Hire big, hire fast. The great luxury challenge is not only to manage increased production needs. It is also its direct consequence: mass recruitment of young human resources, trained or to be prepared, to solve the problem of generational labour turnover. Before it is too late
More and more luxury companies are using Tik Tok for their recruitment campaigns, using humour and spontaneity to attract young candidates. Luxury is in desperate need of this. Another tool that is gaining popularity is the creation of a virtual ambassador, an avatar or an influencer capable of managing the employer branding strategy. This is because the big challenge brands are facing these days is attracting new artisans.
The great luxury challenge
Brands have to deal with very sharp scissors. One blade represents the need to increase production to keep up with growing demand. The other blade, on the other hand, identifies the need to replace the thousands of retirements expected in the coming years. So either the necessary generational change arrives, or we will have to consider reducing production. The difficulties in hiring are enormous.

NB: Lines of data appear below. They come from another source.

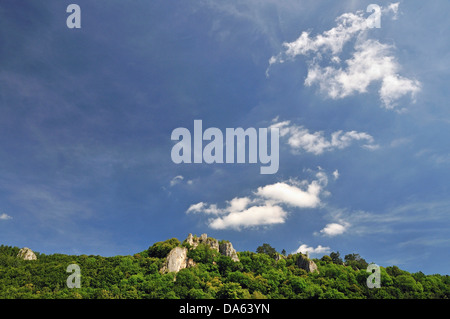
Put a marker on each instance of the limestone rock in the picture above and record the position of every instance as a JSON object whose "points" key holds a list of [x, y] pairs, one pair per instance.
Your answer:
{"points": [[204, 239], [306, 264], [177, 260], [26, 254], [227, 249]]}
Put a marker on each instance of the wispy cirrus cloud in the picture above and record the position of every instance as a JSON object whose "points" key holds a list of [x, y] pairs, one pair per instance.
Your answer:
{"points": [[300, 138], [268, 205], [370, 62]]}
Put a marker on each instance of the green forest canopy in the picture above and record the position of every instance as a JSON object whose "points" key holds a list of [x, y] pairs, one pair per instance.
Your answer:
{"points": [[259, 275]]}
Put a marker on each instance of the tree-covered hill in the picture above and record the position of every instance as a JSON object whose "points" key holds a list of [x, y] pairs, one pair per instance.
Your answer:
{"points": [[258, 275]]}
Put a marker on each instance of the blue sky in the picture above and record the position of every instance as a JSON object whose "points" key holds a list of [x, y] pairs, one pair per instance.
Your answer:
{"points": [[86, 117]]}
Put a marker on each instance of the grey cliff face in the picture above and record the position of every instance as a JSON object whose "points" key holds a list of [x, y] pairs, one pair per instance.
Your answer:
{"points": [[177, 258], [26, 254]]}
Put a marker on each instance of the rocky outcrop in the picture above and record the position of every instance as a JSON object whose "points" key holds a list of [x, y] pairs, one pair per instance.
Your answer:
{"points": [[26, 254], [177, 260], [307, 264], [203, 239], [227, 249]]}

For example, there are fewer people available than in the past due to the declining population, and young people are becoming increasingly disenchanted with manual trades. The labour market has literally exploded in recent months in the fashion system, especially in Italy, and fashion houses are looking for internal recruitment and training solutions. Because the more they sell, the greater the pressure on recruitment. So each group or maison invests heavily in launching its own employer branding initiatives to create engagement in young people, often stealing them away from the competition.
Launched in autumn 2021 at the Danish Architecture Centre in Copenhagen, ‘Hermès In The Making‘ is continuing its world tour. The initiative showcases Maison’s savoir-faire but is also helpful for “arousing curiosity“, as the brand writes on its website because the intention is also to create artisan vocations. In 2016, the Fondation d’Entreprise Hermès created Manufacto – The Skills Factory, a programme designed to bring school students closer to craft trades. Pupils try their hand at making leather or wooden objects, thus exploring the various crafts. At the end of 2022, Hermès announced that it intends to speed up recruitment. In the last ten years, the Maison has already doubled its workforce and currently employs 19,700 people worldwide, 63% of them in France.
In 2022, LVMH hired more than 60,000 people worldwide, including almost 40,000 young people. But it never seems to be enough. This year, the group launched a recruitment plan with over 3,500 job offers in France. Almost three times as many as the 1,200 positions in 2021. To these are added 1,000 in Italy. The French luxury giant’s recruitment campaign is called You and ME, organised by Métiers d’Excellence.
“Never have the recruitment needs of the group’s Maisons been so high,” emphasises Chantal Gaemperle, LVMH’s director of human resources and synergies (source: Journal du Luxe). At the same time, in 2016, the French launched the ‘Inside LVMH‘ initiative. More than 150 events have been carried out so far with schools. In addition, other activities that have recruitment in the background include Les Journées Particulières. Finally, Louis Vuitton, the group’s flagship brand, created jobs.louisvuitton.com, a site that groups all its job offers together.
The luxury group has set its sights on retail, launching its recruitment and training programme entitled ‘Kering Keys Retail‘. It is dedicated to French graduate students (BAC+2 or higher). Contracts will begin in September 2023, and through the training, you will be able to discover more about the world of luxury and ‘gain an in-depth knowledge of our group’, Kering assures.
Prada wants to hire 450 people to increase its production capacity in its Italian factories. And improve the speed to market of its products. For all luxury companies, the imperative is to hire and train. As quickly as possible. Before it is too late.